Bug #83776 InnoDB FULLTEXT search returns incorrect result for operators on ignored words
Submitted: 10 Nov 2016 20:42 Modified: 11 Nov 2016 18:45
Reporter: Dillon Sadofsky Email Updates:
Status: Verified Impact on me:
None 
Category:MySQL Server: FULLTEXT search Severity:S3 (Non-critical)
Version:5.6/5.7/8.0 OS:Any
Assigned to: CPU Architecture:Any
Tags: fulltext, innodb, operator

[10 Nov 2016 20:42] Dillon Sadofsky
Description:
We have an application where users can 'filter' results with a FTS on an InnoDB table.  We automatically put + in front of each word in order to make sure that typing more words results in fewer results instead of more.  However, if the user enters a stopword or a word shorter than the minimum word length (and probably longer than max word length, though I haven't tested) the result set is always empty.

Essentially, if min wordlength is 3, doing a FTS for "+LONGWORD" works as expected, but "+S +LONGWORD" returns nothing, despite the fact that the desired result contains both words.  I understand that the short word is thrown out of consideration, but I'd expect the requirement (+) on that word to be thrown out with it.

According to the documentation on InnoDB fulltext searches and their operators (http://dev.mysql.com/doc/refman/5.7/en/fulltext-boolean.html):
"A leading or trailing plus sign indicates that this word must be present in each row that is returned.
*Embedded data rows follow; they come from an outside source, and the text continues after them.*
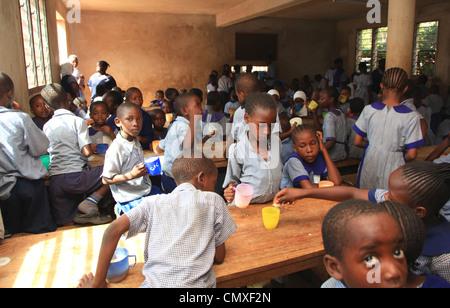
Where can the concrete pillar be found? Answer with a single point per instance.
(400, 40)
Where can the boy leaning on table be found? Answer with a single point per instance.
(186, 230)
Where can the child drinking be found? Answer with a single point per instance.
(124, 170)
(391, 128)
(364, 247)
(181, 136)
(199, 224)
(310, 163)
(256, 159)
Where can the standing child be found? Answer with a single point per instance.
(256, 159)
(310, 163)
(391, 129)
(124, 170)
(71, 177)
(100, 132)
(334, 124)
(181, 136)
(186, 231)
(40, 111)
(24, 201)
(146, 136)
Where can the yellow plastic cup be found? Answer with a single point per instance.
(271, 217)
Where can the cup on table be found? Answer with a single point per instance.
(325, 184)
(271, 217)
(102, 148)
(243, 195)
(153, 165)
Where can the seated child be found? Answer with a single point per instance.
(355, 109)
(310, 163)
(113, 99)
(363, 246)
(214, 121)
(100, 132)
(334, 125)
(124, 170)
(256, 158)
(24, 201)
(159, 121)
(183, 257)
(40, 111)
(71, 177)
(146, 136)
(159, 98)
(181, 136)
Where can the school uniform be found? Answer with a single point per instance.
(24, 200)
(296, 170)
(335, 128)
(183, 230)
(71, 176)
(246, 166)
(389, 133)
(121, 158)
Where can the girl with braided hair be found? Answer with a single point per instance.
(391, 129)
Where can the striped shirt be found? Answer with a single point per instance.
(183, 229)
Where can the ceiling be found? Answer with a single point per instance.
(246, 9)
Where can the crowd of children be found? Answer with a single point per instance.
(280, 158)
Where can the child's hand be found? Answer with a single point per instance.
(229, 193)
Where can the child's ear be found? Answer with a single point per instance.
(333, 267)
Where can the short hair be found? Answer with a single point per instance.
(189, 164)
(411, 226)
(54, 95)
(124, 107)
(335, 233)
(181, 102)
(259, 101)
(428, 185)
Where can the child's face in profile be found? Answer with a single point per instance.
(306, 145)
(39, 109)
(130, 123)
(373, 255)
(99, 114)
(136, 98)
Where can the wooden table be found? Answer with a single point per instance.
(59, 259)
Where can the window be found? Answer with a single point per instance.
(425, 48)
(35, 42)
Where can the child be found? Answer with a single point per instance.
(256, 159)
(124, 170)
(423, 187)
(159, 98)
(181, 136)
(334, 124)
(413, 232)
(159, 121)
(363, 245)
(146, 136)
(40, 110)
(99, 132)
(310, 163)
(113, 99)
(70, 174)
(356, 106)
(186, 231)
(24, 201)
(391, 129)
(214, 121)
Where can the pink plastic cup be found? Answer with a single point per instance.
(243, 195)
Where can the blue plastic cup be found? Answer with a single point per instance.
(153, 165)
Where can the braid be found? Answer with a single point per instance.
(395, 79)
(428, 184)
(412, 227)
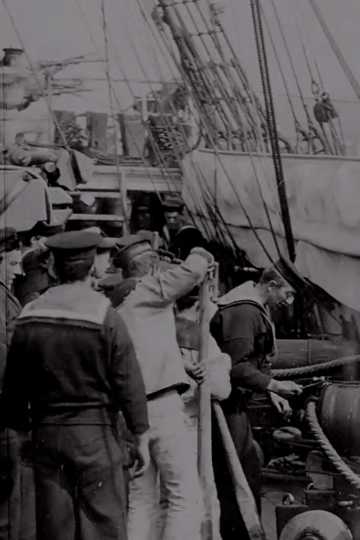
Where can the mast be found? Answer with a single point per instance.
(272, 126)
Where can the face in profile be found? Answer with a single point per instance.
(173, 220)
(10, 267)
(101, 264)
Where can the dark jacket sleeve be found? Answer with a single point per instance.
(238, 330)
(14, 402)
(126, 378)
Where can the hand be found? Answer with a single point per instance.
(284, 388)
(197, 372)
(193, 367)
(281, 405)
(141, 457)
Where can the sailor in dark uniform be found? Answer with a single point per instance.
(10, 499)
(78, 369)
(243, 329)
(180, 236)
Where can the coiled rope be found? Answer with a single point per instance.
(285, 373)
(327, 447)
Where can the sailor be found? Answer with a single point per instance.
(37, 264)
(116, 288)
(243, 329)
(78, 369)
(148, 313)
(180, 236)
(10, 500)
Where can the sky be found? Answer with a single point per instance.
(57, 29)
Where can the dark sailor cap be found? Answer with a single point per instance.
(117, 288)
(131, 246)
(73, 244)
(8, 239)
(172, 203)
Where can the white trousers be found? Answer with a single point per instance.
(173, 471)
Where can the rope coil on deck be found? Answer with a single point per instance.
(327, 447)
(315, 368)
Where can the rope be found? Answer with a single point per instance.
(271, 122)
(336, 49)
(327, 447)
(128, 84)
(168, 125)
(311, 127)
(298, 128)
(285, 373)
(112, 112)
(220, 161)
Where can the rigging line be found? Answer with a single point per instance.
(229, 119)
(93, 41)
(286, 86)
(229, 100)
(225, 68)
(34, 72)
(153, 140)
(199, 172)
(225, 222)
(282, 33)
(172, 106)
(267, 213)
(271, 119)
(241, 73)
(190, 54)
(336, 49)
(112, 113)
(254, 99)
(244, 210)
(220, 161)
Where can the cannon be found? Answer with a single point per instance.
(330, 506)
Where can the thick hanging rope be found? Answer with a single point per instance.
(325, 445)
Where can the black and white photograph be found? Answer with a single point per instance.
(179, 270)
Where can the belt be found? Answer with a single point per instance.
(75, 415)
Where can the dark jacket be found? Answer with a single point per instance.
(72, 360)
(9, 311)
(243, 330)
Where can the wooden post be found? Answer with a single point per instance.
(243, 493)
(204, 434)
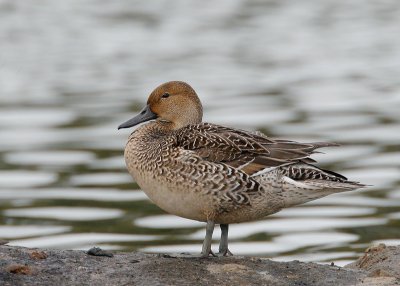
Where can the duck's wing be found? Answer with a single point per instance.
(243, 150)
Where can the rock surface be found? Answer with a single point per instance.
(23, 266)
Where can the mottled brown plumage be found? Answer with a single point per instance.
(217, 174)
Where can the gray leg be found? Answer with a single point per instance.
(206, 251)
(223, 244)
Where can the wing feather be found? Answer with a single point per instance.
(246, 151)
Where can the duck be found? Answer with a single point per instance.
(217, 174)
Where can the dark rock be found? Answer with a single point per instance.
(67, 267)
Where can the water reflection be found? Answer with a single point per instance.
(298, 70)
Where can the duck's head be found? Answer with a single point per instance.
(174, 104)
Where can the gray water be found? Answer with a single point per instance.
(72, 71)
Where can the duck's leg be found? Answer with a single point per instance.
(206, 251)
(223, 244)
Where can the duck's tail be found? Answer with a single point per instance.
(302, 183)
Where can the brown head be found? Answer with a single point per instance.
(174, 104)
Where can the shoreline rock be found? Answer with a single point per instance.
(25, 266)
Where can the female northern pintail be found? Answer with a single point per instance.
(217, 174)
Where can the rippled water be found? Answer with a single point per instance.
(71, 71)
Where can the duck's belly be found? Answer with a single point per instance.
(196, 204)
(179, 201)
InnoDB only supports leading plus signs."

Obviously, the word is present in the results, so the documentation is a bit misleading.  We're ok with short and stopwords being ignored, but its weird that words that are ignored that are present in the results are causing a search that cannot find any rows.

How to repeat:
Create table `test`(  
  `value` varchar(100) NOT NULL,
  FULLTEXT index `search` (`value`)
) ENGINE = InnoDB;

TRUNCATE test;
INSERT INTO test (`value`) VALUES ('LONGWORD MEDIUM');
INSERT INTO test (`value`) VALUES ('LONGWORD MEDIUM S');
INSERT INTO test (`value`) VALUES ('LONGWORD S');
INSERT INTO test (`value`) VALUES ('LONGWORD WAS MEDIUM');

# Works as expected
SELECT * FROM test WHERE MATCH(`value`) AGAINST ('+LONGWORD' IN BOOLEAN MODE);
# If S (as a short word) is ignored, you'd expect this to be the same as the above, but it will find nothing
SELECT * FROM test WHERE MATCH(`value`) AGAINST ('+LONGWORD +S' IN BOOLEAN MODE);
# Similarly, since AND is a stopword, even if the server is set up to search 3 letter words, this also finds nothing
SELECT * FROM test WHERE MATCH(`value`) AGAINST ('+LONGWORD +WAS' IN BOOLEAN MODE);
# No operator allows the stopword to be truly optional, resulting in what we expect:
SELECT * FROM test WHERE MATCH(`value`) AGAINST ('+LONGWORD WAS' IN BOOLEAN MODE);

DROP TABLE `test`;

Suggested fix:
We do not disagree that words outside of the indexed word length range, as well as stopwords, should be ignored from consideration of InnoDB FTS.  However, if they are ignored, any operators that modify them should also be ignored from consideration.  Otherwise, the results do not match the expected result set, which is confusing to the user.  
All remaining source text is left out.